See this section for a detailed breakdown of the differences between our Person APIs.
Can I get a likelihood score in the Person Search API?
The likelihood score that we return in our Enrichment APIs represents the likelihood of the matching logic given the input parameters, so it wouldn't be relevant in the Person Search API.
Can I use the Person Search API to enrich data?
The Person Search API ignores the nuances in our Person Enrichment API matching logic. We don't do any preprocessing (cleaning) of the inputs to the Person Search API, so you're almost guaranteed to have a lower match rate.
What's more, Person Search API queries and Person Enrichment API queries are structured differently. When you make a Person Enrichment API request, we have a custom-built query that takes the different input parameters and weights them differently, only returning a match in certain cases while using stack ranking in cases where there are multiple matches (for example, John Smith in San Francisco.)
Should I use SQL or Elasticsearch for the Person Search API?
Use Elasticsearch when:
- You have complicated boolean queries.
- You want to maximize the control that you have over text-based matching (titles, summaries and so forth.)
- You are comfortable writing Elasticsearch queries.
Use SQL when:
- You are running simple searches with only a few parameters.
- You're exclusively using ENUM parameters from our data (location, company, major and so forth.)
- You are comfortable writing SQL queries.
Can I use wildcards in my search query?
Yes, wildcard terms are supported. However, we have a hard limit of 20 wildcards per query. See the relevant sections for more information about the limitations in Elasticsearch and SQL search queries.
Why is there a 1MB limit on the API requests and the response body?
The error message that you are receiving has occurred because the query is too large and cURL can't handle the response. Calling the API with Python should alleviate this issue as Python compresses the extra space within an Elasticsearch query. Additional ways to decrease the query size are to reduce the profile count parameter from 100
to 60
for each call and to remove the pretty
tag. You can get around this limitation by Using POST Requests.

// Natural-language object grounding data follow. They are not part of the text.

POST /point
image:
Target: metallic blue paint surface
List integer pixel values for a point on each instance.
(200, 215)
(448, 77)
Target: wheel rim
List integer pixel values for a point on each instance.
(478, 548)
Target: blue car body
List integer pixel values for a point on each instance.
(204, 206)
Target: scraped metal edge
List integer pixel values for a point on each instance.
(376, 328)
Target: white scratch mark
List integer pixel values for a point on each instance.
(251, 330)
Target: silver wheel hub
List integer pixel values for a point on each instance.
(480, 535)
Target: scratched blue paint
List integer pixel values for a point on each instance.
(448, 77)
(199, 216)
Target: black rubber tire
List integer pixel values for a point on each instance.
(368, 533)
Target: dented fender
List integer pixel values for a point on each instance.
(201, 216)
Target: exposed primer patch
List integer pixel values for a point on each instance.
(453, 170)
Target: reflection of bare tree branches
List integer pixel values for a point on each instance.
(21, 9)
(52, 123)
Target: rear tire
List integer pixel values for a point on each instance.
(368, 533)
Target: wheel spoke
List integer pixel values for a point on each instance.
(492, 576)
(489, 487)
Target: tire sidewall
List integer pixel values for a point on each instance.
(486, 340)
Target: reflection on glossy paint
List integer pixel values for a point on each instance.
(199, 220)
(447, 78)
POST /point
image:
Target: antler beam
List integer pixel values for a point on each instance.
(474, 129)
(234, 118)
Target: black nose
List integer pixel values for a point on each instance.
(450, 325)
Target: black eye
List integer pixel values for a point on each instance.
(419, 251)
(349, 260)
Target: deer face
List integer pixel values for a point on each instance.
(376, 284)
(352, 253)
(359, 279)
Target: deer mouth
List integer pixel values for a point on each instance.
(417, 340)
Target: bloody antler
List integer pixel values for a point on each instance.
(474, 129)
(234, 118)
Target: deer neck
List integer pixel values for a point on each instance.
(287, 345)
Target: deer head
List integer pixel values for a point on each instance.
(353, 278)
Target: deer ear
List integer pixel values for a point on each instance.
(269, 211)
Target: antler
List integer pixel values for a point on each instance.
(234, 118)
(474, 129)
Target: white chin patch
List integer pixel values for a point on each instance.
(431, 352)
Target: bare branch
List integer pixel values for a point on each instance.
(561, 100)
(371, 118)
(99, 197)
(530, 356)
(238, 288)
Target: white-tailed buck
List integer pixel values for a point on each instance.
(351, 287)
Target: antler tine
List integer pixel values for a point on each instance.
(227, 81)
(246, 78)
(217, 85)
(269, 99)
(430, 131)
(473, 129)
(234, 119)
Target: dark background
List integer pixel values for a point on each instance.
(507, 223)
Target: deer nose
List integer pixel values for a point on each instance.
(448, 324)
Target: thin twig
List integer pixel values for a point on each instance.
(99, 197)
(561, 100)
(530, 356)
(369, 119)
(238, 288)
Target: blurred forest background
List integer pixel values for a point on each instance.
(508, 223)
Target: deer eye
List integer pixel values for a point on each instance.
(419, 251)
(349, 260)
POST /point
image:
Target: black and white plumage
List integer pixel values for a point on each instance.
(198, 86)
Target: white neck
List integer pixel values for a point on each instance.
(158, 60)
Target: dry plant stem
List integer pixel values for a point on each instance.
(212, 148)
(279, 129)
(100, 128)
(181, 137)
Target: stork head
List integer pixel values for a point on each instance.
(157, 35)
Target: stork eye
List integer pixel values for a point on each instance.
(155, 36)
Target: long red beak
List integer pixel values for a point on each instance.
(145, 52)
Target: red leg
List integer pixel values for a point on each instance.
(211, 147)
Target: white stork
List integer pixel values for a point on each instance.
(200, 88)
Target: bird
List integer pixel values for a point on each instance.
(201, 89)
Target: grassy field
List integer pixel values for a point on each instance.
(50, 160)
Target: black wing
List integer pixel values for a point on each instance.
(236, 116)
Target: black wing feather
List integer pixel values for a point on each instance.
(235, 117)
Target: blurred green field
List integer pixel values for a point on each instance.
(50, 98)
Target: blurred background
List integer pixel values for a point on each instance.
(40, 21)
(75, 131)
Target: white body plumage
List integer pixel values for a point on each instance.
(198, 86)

Can I exclude PDL IDs in a Person Search call to avoid spending duplicate credits?
You can technically exclude up to 1,000 PDL IDs in a single search query, however you will eventually run into limitations due to our infrastructure. While the PDL ID is mostly persistent, it's possible that the IDs can get merged, deleted, or opted out from our dataset across releases. Additionally, we will truncate extremely long queries in our internal logs, making it more difficult to assist you should you need technical support. At some point in the future, we will place limitations on query length and/or performance time to avoid these costly queries.

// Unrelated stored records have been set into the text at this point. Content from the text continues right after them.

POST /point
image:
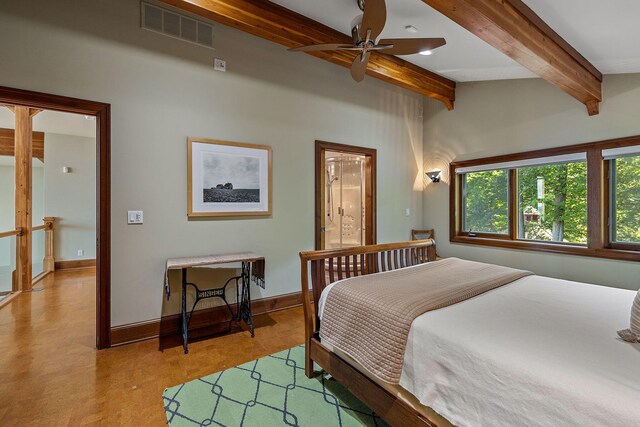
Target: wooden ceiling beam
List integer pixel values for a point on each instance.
(283, 26)
(7, 144)
(514, 29)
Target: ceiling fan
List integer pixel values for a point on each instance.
(365, 30)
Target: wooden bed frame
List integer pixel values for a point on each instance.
(328, 266)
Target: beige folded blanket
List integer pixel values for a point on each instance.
(369, 317)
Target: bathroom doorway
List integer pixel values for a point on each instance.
(345, 196)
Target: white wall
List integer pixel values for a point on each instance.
(71, 197)
(163, 90)
(502, 117)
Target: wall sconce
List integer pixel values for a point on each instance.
(434, 176)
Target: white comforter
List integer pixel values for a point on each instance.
(536, 352)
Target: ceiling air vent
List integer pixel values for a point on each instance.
(176, 25)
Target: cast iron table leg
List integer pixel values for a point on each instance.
(246, 295)
(185, 326)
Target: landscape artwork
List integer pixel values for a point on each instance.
(228, 178)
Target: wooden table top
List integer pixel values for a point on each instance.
(185, 262)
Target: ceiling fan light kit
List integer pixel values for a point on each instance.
(365, 29)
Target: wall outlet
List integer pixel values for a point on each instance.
(219, 64)
(135, 217)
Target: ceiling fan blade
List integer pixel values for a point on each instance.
(359, 66)
(410, 46)
(374, 18)
(326, 46)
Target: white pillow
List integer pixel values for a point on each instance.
(633, 333)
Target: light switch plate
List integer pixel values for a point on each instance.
(219, 64)
(135, 217)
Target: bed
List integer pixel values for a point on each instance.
(535, 351)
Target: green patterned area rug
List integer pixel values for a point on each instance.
(271, 391)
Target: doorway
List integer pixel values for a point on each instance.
(28, 104)
(345, 195)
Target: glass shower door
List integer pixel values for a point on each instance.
(344, 201)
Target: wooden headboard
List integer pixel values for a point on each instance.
(331, 265)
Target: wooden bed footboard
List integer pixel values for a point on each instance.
(327, 266)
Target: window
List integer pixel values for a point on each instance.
(581, 200)
(553, 203)
(625, 200)
(486, 205)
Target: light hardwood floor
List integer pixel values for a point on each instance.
(51, 374)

Will I be charged for retrieving the same profile multiple times?
Yes. PDL will charge for the retrieval of the same profile.
Example 1
You search for Engineers in California then conduct another search for Engineers in San Francisco. You will be charged for the overlap in the second request.
Example 2
You search for Engineers in California and search again for Engineers in California. You will be charged the same amount for each request.

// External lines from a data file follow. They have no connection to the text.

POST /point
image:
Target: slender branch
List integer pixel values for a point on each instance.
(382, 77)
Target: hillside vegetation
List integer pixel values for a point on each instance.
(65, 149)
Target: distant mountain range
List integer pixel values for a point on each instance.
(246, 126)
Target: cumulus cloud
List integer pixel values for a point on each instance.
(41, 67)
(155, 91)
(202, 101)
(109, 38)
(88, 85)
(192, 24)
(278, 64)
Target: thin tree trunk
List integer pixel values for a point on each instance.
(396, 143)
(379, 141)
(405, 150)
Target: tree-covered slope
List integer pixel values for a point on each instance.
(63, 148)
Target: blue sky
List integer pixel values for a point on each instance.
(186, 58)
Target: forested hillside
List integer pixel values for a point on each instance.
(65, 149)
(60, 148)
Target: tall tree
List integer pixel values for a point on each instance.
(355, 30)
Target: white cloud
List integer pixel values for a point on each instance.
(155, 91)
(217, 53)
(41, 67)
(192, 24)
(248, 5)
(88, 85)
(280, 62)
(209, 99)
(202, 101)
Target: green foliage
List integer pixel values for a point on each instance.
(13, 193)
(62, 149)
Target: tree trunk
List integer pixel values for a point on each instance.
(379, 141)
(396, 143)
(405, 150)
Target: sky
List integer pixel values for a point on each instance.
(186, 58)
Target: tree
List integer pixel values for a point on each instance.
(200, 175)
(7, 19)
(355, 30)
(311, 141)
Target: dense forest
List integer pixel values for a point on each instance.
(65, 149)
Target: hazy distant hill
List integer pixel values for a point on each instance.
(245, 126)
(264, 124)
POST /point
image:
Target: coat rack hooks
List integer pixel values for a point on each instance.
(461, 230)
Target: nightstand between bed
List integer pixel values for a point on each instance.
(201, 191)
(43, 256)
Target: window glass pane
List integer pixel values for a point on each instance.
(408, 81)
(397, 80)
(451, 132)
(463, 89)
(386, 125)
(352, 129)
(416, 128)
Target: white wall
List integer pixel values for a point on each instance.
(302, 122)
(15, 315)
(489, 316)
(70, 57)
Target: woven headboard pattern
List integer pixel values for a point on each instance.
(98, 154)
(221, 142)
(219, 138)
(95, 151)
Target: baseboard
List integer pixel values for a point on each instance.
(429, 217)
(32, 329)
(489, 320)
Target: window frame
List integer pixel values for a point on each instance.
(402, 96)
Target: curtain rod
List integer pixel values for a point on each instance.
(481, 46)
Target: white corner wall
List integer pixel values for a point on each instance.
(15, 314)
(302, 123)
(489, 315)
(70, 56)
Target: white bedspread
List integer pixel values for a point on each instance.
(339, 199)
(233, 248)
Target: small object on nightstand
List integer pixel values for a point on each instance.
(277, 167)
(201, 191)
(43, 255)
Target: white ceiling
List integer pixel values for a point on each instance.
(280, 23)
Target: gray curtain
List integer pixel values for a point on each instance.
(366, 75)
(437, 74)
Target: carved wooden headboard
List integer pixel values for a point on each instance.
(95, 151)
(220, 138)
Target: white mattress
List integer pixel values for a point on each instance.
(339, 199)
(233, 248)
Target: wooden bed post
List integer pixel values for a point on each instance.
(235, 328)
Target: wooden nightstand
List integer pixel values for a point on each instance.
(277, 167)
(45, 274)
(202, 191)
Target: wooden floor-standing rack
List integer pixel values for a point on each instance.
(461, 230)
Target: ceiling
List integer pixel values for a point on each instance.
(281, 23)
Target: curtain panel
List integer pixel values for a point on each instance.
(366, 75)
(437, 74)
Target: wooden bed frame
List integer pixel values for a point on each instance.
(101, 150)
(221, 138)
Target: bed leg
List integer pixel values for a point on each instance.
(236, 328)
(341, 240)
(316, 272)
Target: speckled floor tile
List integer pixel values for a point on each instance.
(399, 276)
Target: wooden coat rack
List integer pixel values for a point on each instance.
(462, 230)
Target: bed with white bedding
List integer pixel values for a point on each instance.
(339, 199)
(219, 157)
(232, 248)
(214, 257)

Example 1 is a bit more difficult to handle for programmatically and likely needs a UI/UX approach to limit overlapping queries.
To handle for situations demonstrated in Example 2, PDL recommends duplicate call detection. You can use methods like unique key constraints. For example, you can hash the request, storing the hash, and checking for a duplicate call before sending it to the API to avoid the second situation above.